Bean Soup by Star Su

“Do you have enough blood?” the mother asked her.

    “Ouch,” the daughter said. The word left her mouth even before her mother’s fingers tightened around her knuckles, white on white. The moon was fat enough for its beams to slice through night, for her to see her mother’s hair shimmer. She notices for the first time, the strands of white. Like cobwebs, she wonders if they had been there all along. Or perhaps they were spun over night.   

    “You don’t,” the mother answered before she could. “I will get you more.”

 

“Daughter,” the mother said. “It’s time for bean soup.” Together, they peered into the pot.

    “It’s so watery,” the daughter said, taking a sip.

    “Well it is soup,” the mother said. She scraped the bottom of the pot, unlodging the bean sediment until the soup swirled with silt. She filled her bowl to the brim. The daughter knew better than to tell her it was enough. “Here’s some beans. No liquid.”

    “Can’t you make it like stew?” The daughter drank, pushing her spoon against the pulp to strain it. She preferred to chew her beans, to feel the resistance of skin against tooth.

    “Tomorrow,” the mother said, frowning. “We will try again tomorrow.” The daughter opened her mouth but she knew better than to tell her there doesn’t need to be a tomorrow. There doesn’t need to be a we. Another gulp of beans and waning light of kitchen. The bean sand spread, melding tongue to roof. The daughter wanted to rub the mountain between her mother’s brows, lather until the seams fell away as clean and smooth as the enamel bean pot. Her mouth is full enough so she says nothing.

 

“Daughter,” the mother said the next day. “It’s time for bean soup.”

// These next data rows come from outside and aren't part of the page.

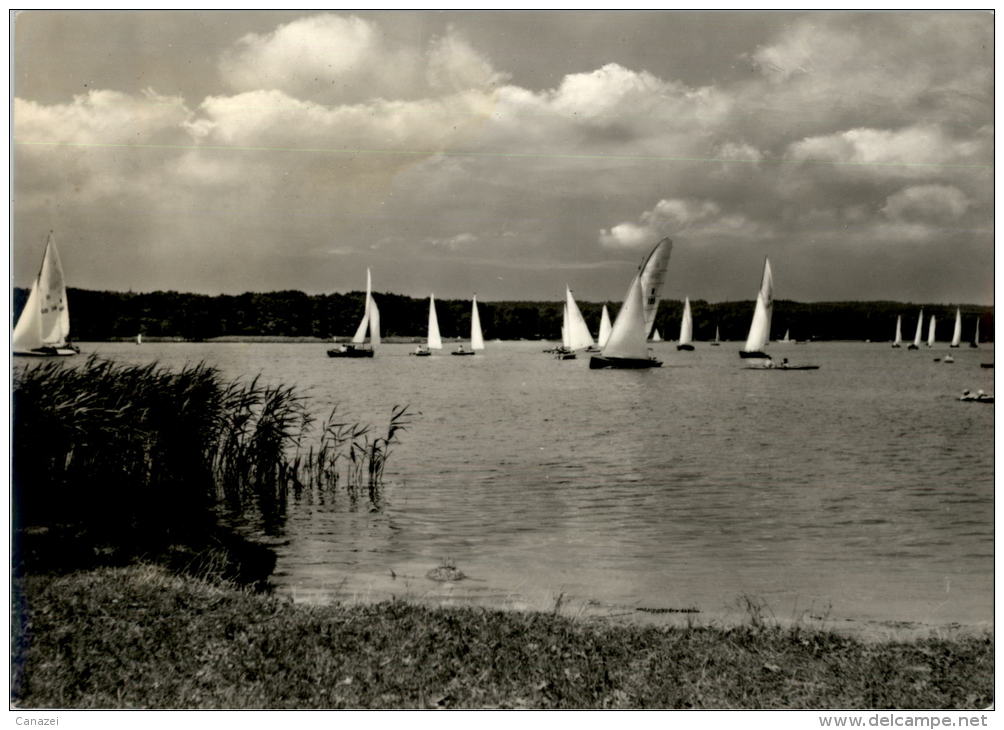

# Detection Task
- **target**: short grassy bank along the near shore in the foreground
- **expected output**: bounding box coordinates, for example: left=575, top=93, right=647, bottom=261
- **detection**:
left=14, top=566, right=993, bottom=708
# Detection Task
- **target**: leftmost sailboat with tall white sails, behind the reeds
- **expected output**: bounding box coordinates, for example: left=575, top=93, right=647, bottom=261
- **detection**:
left=12, top=232, right=80, bottom=357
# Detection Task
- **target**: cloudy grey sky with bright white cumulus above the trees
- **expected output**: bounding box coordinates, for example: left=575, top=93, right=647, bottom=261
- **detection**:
left=11, top=11, right=994, bottom=304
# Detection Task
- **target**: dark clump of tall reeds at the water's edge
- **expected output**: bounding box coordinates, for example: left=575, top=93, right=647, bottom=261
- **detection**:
left=12, top=356, right=413, bottom=568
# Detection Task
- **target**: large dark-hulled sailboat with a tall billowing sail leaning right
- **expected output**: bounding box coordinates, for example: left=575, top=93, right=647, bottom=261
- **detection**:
left=589, top=238, right=673, bottom=370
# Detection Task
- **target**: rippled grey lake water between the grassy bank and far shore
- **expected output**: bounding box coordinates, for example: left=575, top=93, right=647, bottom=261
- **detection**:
left=74, top=342, right=994, bottom=625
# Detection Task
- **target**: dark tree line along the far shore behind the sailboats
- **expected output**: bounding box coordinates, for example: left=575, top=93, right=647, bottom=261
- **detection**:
left=12, top=288, right=994, bottom=341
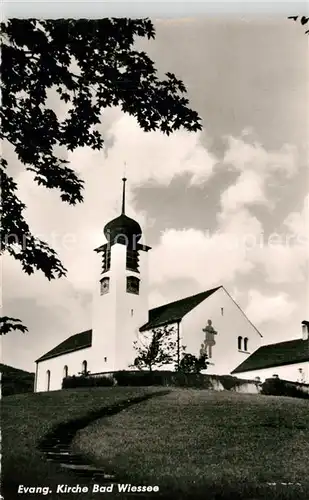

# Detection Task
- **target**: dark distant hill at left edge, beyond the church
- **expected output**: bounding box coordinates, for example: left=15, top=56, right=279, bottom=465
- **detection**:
left=0, top=363, right=34, bottom=396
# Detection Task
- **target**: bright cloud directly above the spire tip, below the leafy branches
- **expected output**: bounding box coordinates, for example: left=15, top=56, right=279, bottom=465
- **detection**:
left=104, top=115, right=217, bottom=186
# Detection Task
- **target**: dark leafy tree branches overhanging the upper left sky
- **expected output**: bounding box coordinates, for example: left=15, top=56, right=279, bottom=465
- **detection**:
left=0, top=18, right=202, bottom=334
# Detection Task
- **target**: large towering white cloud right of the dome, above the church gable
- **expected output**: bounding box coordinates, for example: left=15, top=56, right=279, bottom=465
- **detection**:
left=151, top=134, right=308, bottom=296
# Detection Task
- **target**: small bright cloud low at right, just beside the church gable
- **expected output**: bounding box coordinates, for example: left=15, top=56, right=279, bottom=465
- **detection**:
left=245, top=290, right=297, bottom=326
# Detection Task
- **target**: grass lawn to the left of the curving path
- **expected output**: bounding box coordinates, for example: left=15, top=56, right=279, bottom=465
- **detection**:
left=1, top=387, right=164, bottom=500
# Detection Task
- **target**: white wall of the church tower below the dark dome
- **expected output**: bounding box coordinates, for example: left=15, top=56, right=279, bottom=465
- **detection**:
left=91, top=243, right=148, bottom=373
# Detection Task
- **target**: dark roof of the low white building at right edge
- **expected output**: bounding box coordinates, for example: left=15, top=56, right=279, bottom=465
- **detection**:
left=231, top=339, right=309, bottom=373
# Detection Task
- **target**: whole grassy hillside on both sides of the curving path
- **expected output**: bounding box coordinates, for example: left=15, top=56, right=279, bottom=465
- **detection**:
left=1, top=387, right=309, bottom=500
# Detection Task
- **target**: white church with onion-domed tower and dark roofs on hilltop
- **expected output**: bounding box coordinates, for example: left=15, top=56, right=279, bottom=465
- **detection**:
left=35, top=178, right=309, bottom=392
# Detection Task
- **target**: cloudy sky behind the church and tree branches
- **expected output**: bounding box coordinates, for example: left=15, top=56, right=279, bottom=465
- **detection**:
left=2, top=17, right=309, bottom=371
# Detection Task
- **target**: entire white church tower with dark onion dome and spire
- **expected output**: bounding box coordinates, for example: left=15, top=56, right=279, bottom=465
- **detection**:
left=91, top=178, right=151, bottom=373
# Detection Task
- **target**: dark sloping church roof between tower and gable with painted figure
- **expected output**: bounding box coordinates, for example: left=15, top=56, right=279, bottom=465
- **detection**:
left=139, top=286, right=221, bottom=332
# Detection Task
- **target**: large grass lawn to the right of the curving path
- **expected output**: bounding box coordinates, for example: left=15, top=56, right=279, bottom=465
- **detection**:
left=73, top=389, right=309, bottom=500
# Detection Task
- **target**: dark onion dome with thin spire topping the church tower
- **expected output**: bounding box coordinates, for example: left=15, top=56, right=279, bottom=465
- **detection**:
left=104, top=177, right=142, bottom=247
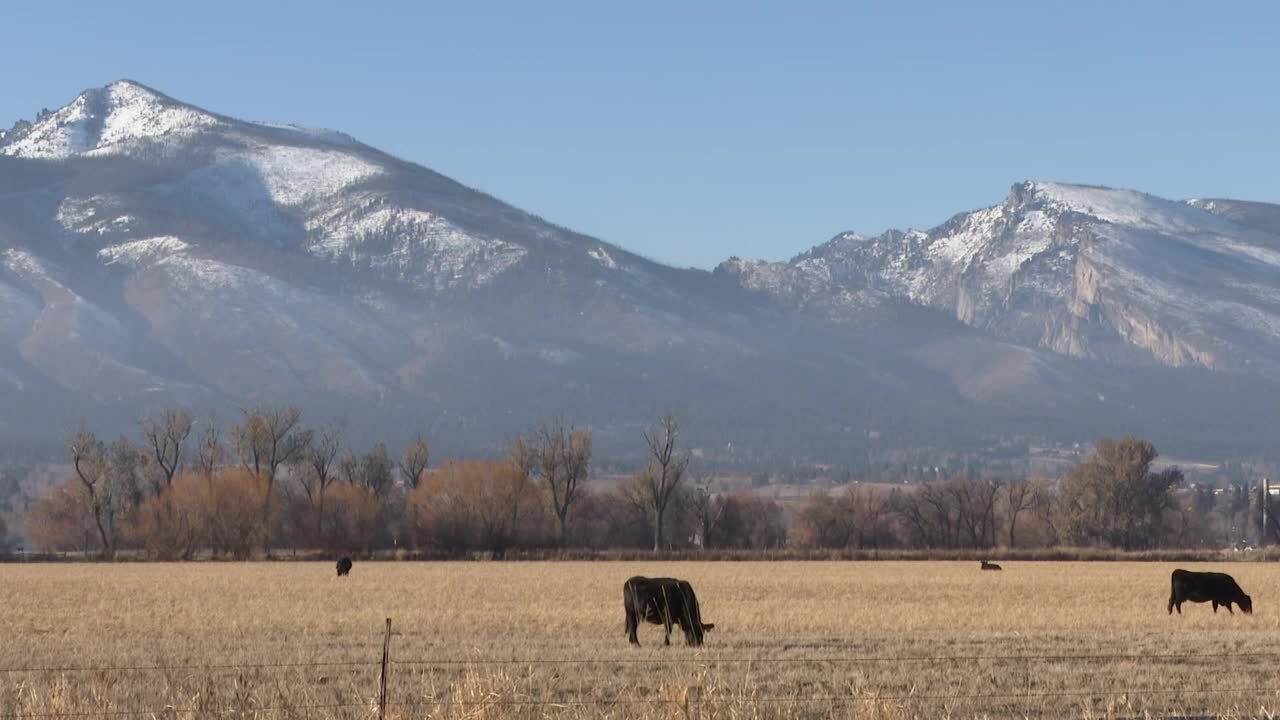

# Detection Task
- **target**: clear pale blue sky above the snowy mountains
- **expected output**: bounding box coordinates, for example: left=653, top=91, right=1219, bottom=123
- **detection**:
left=0, top=0, right=1280, bottom=268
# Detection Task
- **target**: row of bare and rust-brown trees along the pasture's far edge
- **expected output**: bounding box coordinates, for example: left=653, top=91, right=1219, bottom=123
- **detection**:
left=24, top=407, right=1274, bottom=559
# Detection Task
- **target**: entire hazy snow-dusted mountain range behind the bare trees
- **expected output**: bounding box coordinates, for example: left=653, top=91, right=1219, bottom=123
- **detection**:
left=0, top=81, right=1280, bottom=466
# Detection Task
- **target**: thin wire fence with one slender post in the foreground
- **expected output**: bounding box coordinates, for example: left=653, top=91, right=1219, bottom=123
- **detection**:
left=0, top=619, right=1280, bottom=720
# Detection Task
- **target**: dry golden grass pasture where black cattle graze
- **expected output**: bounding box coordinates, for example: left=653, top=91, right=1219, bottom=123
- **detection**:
left=0, top=561, right=1280, bottom=720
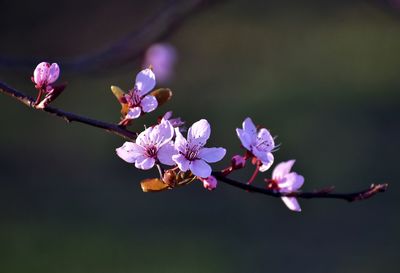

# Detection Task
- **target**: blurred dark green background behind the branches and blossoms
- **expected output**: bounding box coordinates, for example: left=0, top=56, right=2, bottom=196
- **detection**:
left=0, top=0, right=400, bottom=273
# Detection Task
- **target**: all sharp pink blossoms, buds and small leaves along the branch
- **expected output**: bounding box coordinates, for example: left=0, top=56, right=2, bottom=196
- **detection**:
left=32, top=62, right=304, bottom=211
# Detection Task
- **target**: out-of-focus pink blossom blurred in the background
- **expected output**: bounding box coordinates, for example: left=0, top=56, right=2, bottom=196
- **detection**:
left=144, top=43, right=177, bottom=82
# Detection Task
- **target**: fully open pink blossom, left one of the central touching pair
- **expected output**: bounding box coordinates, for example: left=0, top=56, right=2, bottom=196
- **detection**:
left=116, top=120, right=176, bottom=170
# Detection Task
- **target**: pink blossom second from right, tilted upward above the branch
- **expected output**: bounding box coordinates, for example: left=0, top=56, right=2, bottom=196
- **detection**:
left=236, top=118, right=275, bottom=172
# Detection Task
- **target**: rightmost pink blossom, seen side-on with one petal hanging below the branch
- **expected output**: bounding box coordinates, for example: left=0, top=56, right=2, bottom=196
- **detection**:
left=266, top=160, right=304, bottom=212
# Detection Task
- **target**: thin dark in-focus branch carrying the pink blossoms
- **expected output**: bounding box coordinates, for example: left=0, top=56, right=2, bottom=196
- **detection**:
left=0, top=81, right=388, bottom=202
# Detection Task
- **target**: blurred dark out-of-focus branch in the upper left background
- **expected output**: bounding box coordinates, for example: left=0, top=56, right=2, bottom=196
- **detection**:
left=0, top=0, right=221, bottom=71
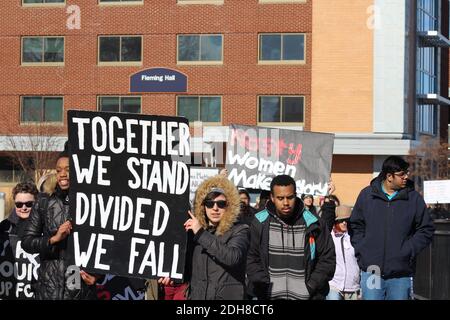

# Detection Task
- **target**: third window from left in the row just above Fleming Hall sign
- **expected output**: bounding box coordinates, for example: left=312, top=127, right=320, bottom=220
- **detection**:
left=178, top=34, right=223, bottom=64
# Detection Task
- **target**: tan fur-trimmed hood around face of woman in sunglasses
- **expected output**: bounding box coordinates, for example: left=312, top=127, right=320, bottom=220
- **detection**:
left=194, top=175, right=240, bottom=235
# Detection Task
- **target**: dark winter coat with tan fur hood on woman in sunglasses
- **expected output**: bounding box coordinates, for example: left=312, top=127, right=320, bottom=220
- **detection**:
left=187, top=176, right=249, bottom=300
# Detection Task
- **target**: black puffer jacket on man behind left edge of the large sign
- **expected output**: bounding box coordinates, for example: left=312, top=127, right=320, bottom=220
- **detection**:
left=22, top=188, right=96, bottom=300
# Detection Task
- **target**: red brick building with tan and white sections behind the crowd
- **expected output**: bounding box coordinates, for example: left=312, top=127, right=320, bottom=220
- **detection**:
left=0, top=0, right=449, bottom=208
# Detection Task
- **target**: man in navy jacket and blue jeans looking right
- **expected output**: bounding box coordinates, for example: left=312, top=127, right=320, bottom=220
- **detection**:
left=350, top=156, right=434, bottom=300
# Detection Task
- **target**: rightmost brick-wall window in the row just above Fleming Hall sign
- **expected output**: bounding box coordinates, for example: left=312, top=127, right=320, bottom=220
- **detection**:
left=259, top=33, right=305, bottom=63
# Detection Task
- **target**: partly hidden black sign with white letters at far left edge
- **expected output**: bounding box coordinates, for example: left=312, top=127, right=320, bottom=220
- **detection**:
left=0, top=232, right=39, bottom=300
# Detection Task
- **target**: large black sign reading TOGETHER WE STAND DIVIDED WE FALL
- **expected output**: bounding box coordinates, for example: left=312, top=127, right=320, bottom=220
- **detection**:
left=68, top=111, right=190, bottom=281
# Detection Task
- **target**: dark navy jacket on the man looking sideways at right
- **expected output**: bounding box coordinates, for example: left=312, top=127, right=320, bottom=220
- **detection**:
left=349, top=177, right=434, bottom=279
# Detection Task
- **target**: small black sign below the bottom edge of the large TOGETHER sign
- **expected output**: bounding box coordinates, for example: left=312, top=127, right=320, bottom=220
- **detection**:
left=97, top=274, right=145, bottom=300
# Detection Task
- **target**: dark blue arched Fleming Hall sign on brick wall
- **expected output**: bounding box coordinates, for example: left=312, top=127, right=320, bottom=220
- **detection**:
left=130, top=68, right=187, bottom=93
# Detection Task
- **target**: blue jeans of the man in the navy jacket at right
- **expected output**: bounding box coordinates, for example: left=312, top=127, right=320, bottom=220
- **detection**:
left=361, top=271, right=412, bottom=300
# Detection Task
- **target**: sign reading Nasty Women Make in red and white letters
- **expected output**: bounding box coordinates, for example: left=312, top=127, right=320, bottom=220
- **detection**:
left=226, top=125, right=334, bottom=195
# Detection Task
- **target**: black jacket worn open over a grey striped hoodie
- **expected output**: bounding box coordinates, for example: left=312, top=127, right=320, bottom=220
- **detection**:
left=247, top=198, right=336, bottom=300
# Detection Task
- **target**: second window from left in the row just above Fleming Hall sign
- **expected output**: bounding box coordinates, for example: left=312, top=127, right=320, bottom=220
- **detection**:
left=98, top=36, right=142, bottom=65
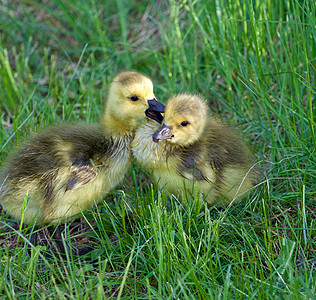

    “This,” the daughter said, chewing. “It’s—”

    “It’s almost a paste now,” the mother said, chewing.

    “You know how long it took?” the mother said. “Almost—”

    “What about moon cakes?” the daughter said, giving it a stir. “You can fill them with this right?” Though it was not the new year and the moon was not round, she felt that she could still ask for this richness.

    “See?” her mother said. “You’re craving it. Your blood needs the beans.”

    “What about you?” the daughter said, examining the dregs. “Don’t you need it too?”

    But the mother’s back was washing the pot already. Her hands were plunged into the waters, dark with the remains of the beans. When she was sure her mother would not turn around, the daughter licked the bowl, abandoning spoon.

 

“Daughter,” the mother said the day after. “It’s time for bean soup.”

    “I have my period,” the daughter said, hoping this would put a stop to the beans that had produced this slurry of darkness. She had enough blood.

    “Good,” the mother said, smoothing the bag of beans to read the back.

    “What’s wrong?” the daughter said.

    “This can’t be right,” the mother said. “It says there isn’t any iron.”

    “Oh,” the daughter said. She put her lips to the spoon, blowing on the beans, rose-colored steam rising.

    “Hm,” the mother said, putting on her glasses.

    “What is it?” the daughter said, swallowing too quickly. The beans don’t make it all the way down, lodged in her chest.

    “It says this is heart food,” the mother said. Her eyebrows formed a gentle temple. The daughter imagined climbing its steps, on a day where the skies were pale and clear. There was a pressure in the center of her. It could be the beans, aching to slide into her stomach, or it could be her blood, aching to slide away from her.

    “How is your heart?” the mother asked. The daughter swallowed.